Main Page | Report this Page
Computers Forum Index  »  Computer Artificial Intelligence - Language  »  First Release of the Babel machine translation system...
Page 1 of 1    

First Release of the Babel machine translation system...

Author Message
Graham Shaw...
Posted: Sat Jun 20, 2009 1:06 pm
Guest
Version 0.0.0 of the Babel machine translation system
is now available for download at:

http://www.babel.org.uk/download/

The translation system is ultimately intended to provide the means for
programs to generate output in the user's native language without having
to manually translate each program into each language (as is currently
the practice when using GNU gettext or an equivalent).

This initial release has much more limited, but nevertheless useful
functionality, concerning the translation of numbers into words (for
example 42 into 'forty-two'. It is able to do this in 54 languages
for cardinal numbers and 24 languages for ordinal numbers.
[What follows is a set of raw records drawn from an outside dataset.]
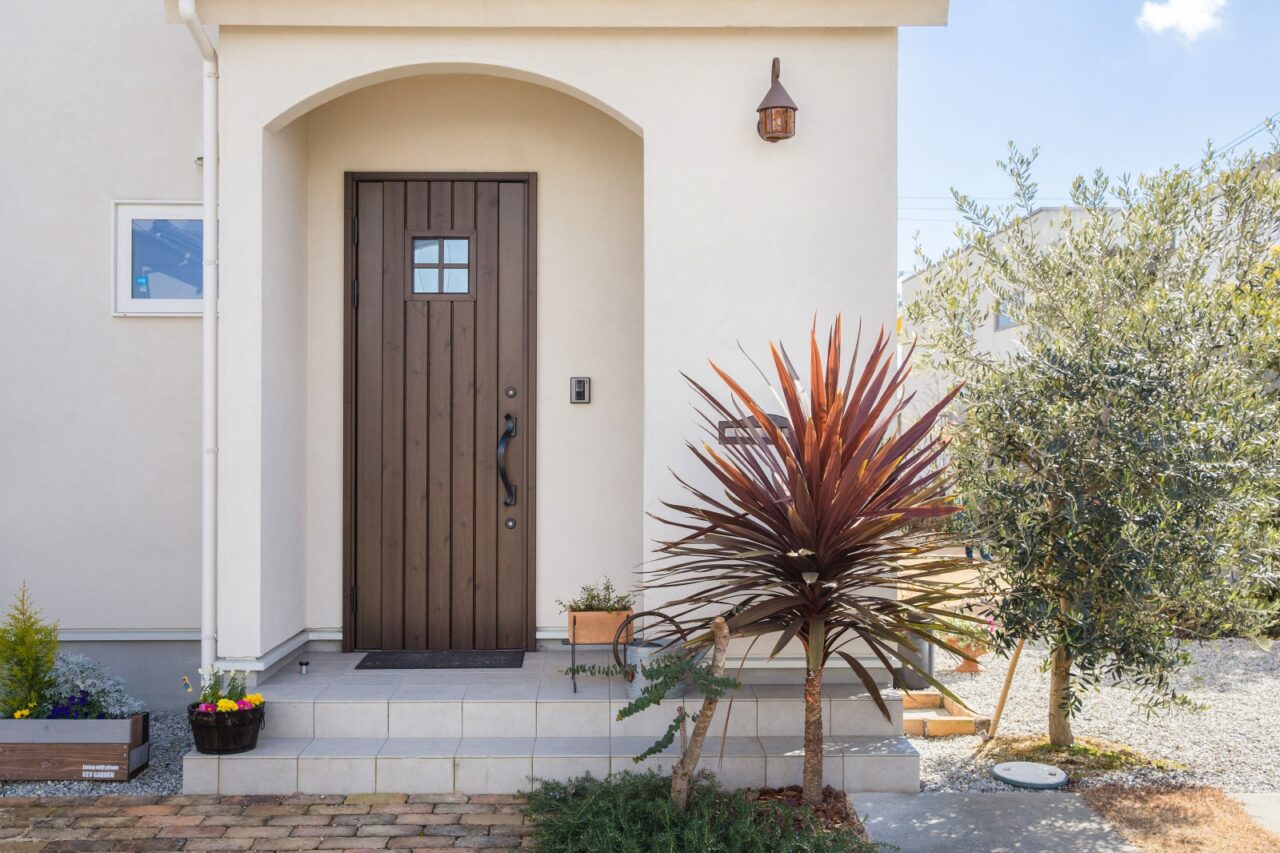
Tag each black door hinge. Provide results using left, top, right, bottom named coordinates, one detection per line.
left=351, top=278, right=359, bottom=308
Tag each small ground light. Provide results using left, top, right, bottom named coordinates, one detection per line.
left=298, top=659, right=310, bottom=675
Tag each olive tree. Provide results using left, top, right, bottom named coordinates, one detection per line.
left=906, top=141, right=1280, bottom=746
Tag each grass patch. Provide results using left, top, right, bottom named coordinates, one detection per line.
left=1082, top=785, right=1280, bottom=852
left=976, top=735, right=1183, bottom=781
left=525, top=770, right=880, bottom=852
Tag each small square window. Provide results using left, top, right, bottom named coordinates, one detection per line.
left=114, top=202, right=204, bottom=316
left=413, top=268, right=440, bottom=294
left=443, top=268, right=469, bottom=294
left=413, top=238, right=440, bottom=265
left=407, top=232, right=473, bottom=299
left=444, top=239, right=469, bottom=264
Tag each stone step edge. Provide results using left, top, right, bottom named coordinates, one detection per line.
left=185, top=734, right=920, bottom=761
left=902, top=689, right=990, bottom=737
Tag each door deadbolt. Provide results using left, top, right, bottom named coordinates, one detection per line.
left=505, top=386, right=518, bottom=398
left=505, top=518, right=517, bottom=529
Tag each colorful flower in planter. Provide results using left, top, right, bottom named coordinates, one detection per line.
left=186, top=666, right=265, bottom=714
left=12, top=708, right=29, bottom=719
left=49, top=689, right=106, bottom=720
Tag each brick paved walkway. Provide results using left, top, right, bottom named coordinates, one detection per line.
left=0, top=793, right=533, bottom=851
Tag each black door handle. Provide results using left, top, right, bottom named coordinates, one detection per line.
left=497, top=414, right=517, bottom=507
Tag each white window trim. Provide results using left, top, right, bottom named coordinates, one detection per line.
left=113, top=200, right=203, bottom=317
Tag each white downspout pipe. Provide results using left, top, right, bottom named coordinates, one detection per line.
left=178, top=0, right=219, bottom=673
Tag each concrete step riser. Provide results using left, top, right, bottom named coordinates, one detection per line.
left=185, top=736, right=919, bottom=796
left=262, top=696, right=903, bottom=740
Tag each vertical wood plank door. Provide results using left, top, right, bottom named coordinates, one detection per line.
left=346, top=173, right=535, bottom=651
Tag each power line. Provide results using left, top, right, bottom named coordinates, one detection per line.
left=1217, top=110, right=1280, bottom=155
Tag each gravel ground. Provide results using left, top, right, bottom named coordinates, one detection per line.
left=916, top=638, right=1280, bottom=793
left=0, top=711, right=190, bottom=798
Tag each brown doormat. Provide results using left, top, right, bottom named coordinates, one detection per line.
left=354, top=650, right=525, bottom=670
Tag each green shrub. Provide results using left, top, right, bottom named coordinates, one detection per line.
left=555, top=578, right=635, bottom=613
left=0, top=584, right=60, bottom=717
left=53, top=654, right=144, bottom=718
left=525, top=771, right=876, bottom=853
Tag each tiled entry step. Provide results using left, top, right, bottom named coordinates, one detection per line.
left=184, top=734, right=920, bottom=796
left=253, top=682, right=907, bottom=741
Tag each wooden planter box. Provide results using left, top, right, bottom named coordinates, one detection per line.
left=568, top=609, right=634, bottom=645
left=0, top=713, right=149, bottom=781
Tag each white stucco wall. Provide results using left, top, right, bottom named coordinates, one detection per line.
left=214, top=25, right=901, bottom=656
left=259, top=120, right=311, bottom=653
left=0, top=0, right=202, bottom=633
left=299, top=75, right=646, bottom=637
left=0, top=0, right=936, bottom=661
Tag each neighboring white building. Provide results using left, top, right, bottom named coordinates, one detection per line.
left=899, top=207, right=1079, bottom=413
left=0, top=0, right=949, bottom=709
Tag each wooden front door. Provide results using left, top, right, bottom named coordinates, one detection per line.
left=344, top=173, right=536, bottom=651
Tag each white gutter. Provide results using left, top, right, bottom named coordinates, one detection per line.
left=177, top=0, right=219, bottom=673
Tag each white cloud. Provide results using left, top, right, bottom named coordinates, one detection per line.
left=1137, top=0, right=1226, bottom=40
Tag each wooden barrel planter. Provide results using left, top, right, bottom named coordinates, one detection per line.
left=188, top=703, right=265, bottom=755
left=0, top=713, right=150, bottom=781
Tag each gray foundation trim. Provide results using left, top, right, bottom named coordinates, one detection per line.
left=59, top=629, right=200, bottom=642
left=58, top=640, right=199, bottom=713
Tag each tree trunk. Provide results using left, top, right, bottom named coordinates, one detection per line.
left=670, top=617, right=730, bottom=810
left=801, top=664, right=825, bottom=806
left=1048, top=645, right=1074, bottom=747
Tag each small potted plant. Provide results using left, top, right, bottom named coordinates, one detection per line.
left=184, top=667, right=265, bottom=754
left=558, top=579, right=636, bottom=645
left=936, top=614, right=996, bottom=674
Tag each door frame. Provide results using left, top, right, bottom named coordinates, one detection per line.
left=341, top=171, right=538, bottom=652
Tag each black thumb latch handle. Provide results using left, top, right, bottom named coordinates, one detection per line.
left=497, top=414, right=517, bottom=507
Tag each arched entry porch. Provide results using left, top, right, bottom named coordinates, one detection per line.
left=217, top=69, right=644, bottom=666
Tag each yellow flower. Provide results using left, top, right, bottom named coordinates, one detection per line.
left=215, top=698, right=239, bottom=713
left=245, top=693, right=265, bottom=707
left=12, top=709, right=29, bottom=719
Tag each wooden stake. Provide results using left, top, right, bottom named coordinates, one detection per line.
left=985, top=638, right=1024, bottom=741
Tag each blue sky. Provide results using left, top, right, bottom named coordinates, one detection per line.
left=899, top=0, right=1278, bottom=272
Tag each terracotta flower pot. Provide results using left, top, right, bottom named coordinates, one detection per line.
left=567, top=609, right=634, bottom=645
left=952, top=644, right=987, bottom=674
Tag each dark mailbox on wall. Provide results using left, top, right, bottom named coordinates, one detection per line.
left=716, top=413, right=792, bottom=445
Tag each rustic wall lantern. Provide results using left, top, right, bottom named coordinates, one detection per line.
left=757, top=58, right=797, bottom=142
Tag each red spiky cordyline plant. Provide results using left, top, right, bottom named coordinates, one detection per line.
left=647, top=319, right=973, bottom=805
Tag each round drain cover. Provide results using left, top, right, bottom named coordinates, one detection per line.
left=991, top=761, right=1068, bottom=789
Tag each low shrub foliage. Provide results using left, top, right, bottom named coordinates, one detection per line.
left=52, top=654, right=144, bottom=719
left=525, top=770, right=877, bottom=853
left=556, top=578, right=635, bottom=613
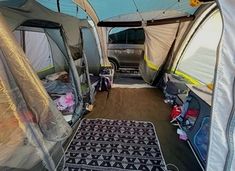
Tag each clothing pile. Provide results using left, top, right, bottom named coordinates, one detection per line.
left=42, top=71, right=75, bottom=115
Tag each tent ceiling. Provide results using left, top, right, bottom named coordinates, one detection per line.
left=0, top=0, right=26, bottom=8
left=34, top=0, right=198, bottom=23
left=36, top=0, right=88, bottom=19
left=88, top=0, right=197, bottom=21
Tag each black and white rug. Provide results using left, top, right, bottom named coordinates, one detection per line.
left=64, top=119, right=167, bottom=171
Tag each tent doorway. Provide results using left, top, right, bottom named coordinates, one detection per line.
left=13, top=24, right=84, bottom=124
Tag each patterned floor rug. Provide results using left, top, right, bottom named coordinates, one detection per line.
left=64, top=119, right=167, bottom=171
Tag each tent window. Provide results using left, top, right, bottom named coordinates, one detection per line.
left=24, top=31, right=53, bottom=73
left=176, top=11, right=222, bottom=84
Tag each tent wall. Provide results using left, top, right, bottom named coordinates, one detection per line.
left=171, top=4, right=217, bottom=72
left=24, top=31, right=53, bottom=73
left=207, top=0, right=235, bottom=170
left=143, top=23, right=179, bottom=71
left=0, top=48, right=50, bottom=169
left=18, top=26, right=84, bottom=119
left=0, top=0, right=91, bottom=120
left=74, top=0, right=110, bottom=66
left=139, top=22, right=189, bottom=84
left=0, top=13, right=71, bottom=170
left=13, top=30, right=24, bottom=48
left=166, top=21, right=190, bottom=72
left=81, top=27, right=101, bottom=75
left=45, top=29, right=68, bottom=73
left=14, top=27, right=68, bottom=78
left=176, top=11, right=222, bottom=85
left=0, top=0, right=100, bottom=105
left=137, top=4, right=219, bottom=85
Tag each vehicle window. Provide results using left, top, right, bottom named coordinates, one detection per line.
left=109, top=27, right=145, bottom=44
left=176, top=11, right=222, bottom=84
left=109, top=28, right=127, bottom=44
left=127, top=28, right=145, bottom=44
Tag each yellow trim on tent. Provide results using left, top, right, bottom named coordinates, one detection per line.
left=101, top=64, right=112, bottom=68
left=174, top=70, right=202, bottom=85
left=144, top=54, right=159, bottom=71
left=37, top=65, right=54, bottom=74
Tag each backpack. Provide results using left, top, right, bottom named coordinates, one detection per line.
left=96, top=76, right=111, bottom=92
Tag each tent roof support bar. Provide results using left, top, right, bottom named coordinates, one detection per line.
left=97, top=15, right=195, bottom=27
left=22, top=20, right=61, bottom=29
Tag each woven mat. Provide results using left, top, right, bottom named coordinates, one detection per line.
left=64, top=118, right=166, bottom=171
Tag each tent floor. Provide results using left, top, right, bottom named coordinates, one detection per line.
left=85, top=88, right=202, bottom=171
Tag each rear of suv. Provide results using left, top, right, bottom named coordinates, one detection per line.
left=108, top=28, right=145, bottom=71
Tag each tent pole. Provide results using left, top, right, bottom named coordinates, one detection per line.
left=97, top=15, right=194, bottom=27
left=60, top=28, right=84, bottom=120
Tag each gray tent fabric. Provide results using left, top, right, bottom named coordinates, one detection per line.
left=176, top=11, right=222, bottom=85
left=24, top=31, right=53, bottom=72
left=140, top=23, right=180, bottom=84
left=45, top=30, right=68, bottom=73
left=81, top=27, right=101, bottom=75
left=14, top=25, right=85, bottom=116
left=207, top=0, right=235, bottom=170
left=0, top=13, right=72, bottom=170
left=0, top=2, right=92, bottom=170
left=0, top=0, right=88, bottom=60
left=74, top=0, right=110, bottom=67
left=2, top=1, right=235, bottom=170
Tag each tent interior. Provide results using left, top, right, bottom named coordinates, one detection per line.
left=0, top=0, right=235, bottom=171
left=13, top=24, right=84, bottom=123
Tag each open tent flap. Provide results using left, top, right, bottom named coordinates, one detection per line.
left=140, top=22, right=189, bottom=84
left=0, top=13, right=71, bottom=170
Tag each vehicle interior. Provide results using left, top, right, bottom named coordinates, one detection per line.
left=0, top=0, right=234, bottom=171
One major caveat is that the output for most languages has not been
checked by anyone fluent in those languages. Anyone willing and able
to assist with this process would be most welcome.

For further information please refer to the project website and
development log:

http://www.babel.org.uk/
http://www.babel.org.uk/blog/

or join the project mailing list:

http://lists.riscpkg.org/cgi-bin/mailman/listinfo/babel

The translation system is free software.
Redistribution and modification are permitted within the terms of the
GNU General Public License (version 3 or any later version).
--
Graham Shaw (http://www.riscpkg.org/~gdshaw/)
The RISC OS Packaging Project (http://www.riscpkg.org/)
Project Babel (http://www.babel.org.uk/)
 
Graham Shaw...
Posted: Sun Jun 21, 2009 6:01 pm
Guest
Ian Parker wrote:
Quote:

There is just one fly in the ointment as far as I am concerned. It is
simply this. What Babel is attempting to do is a lot less than what
formal mathematical methods are doing.

In what way is that a problem? That I'm not going off on some
strange tangent actually sounds quite reassuring to me.

Quote:
(snip)

Isn't this exactly what Mizar is doing? Alcor is a front end of Mizar
and quite a user friendly interface is provided.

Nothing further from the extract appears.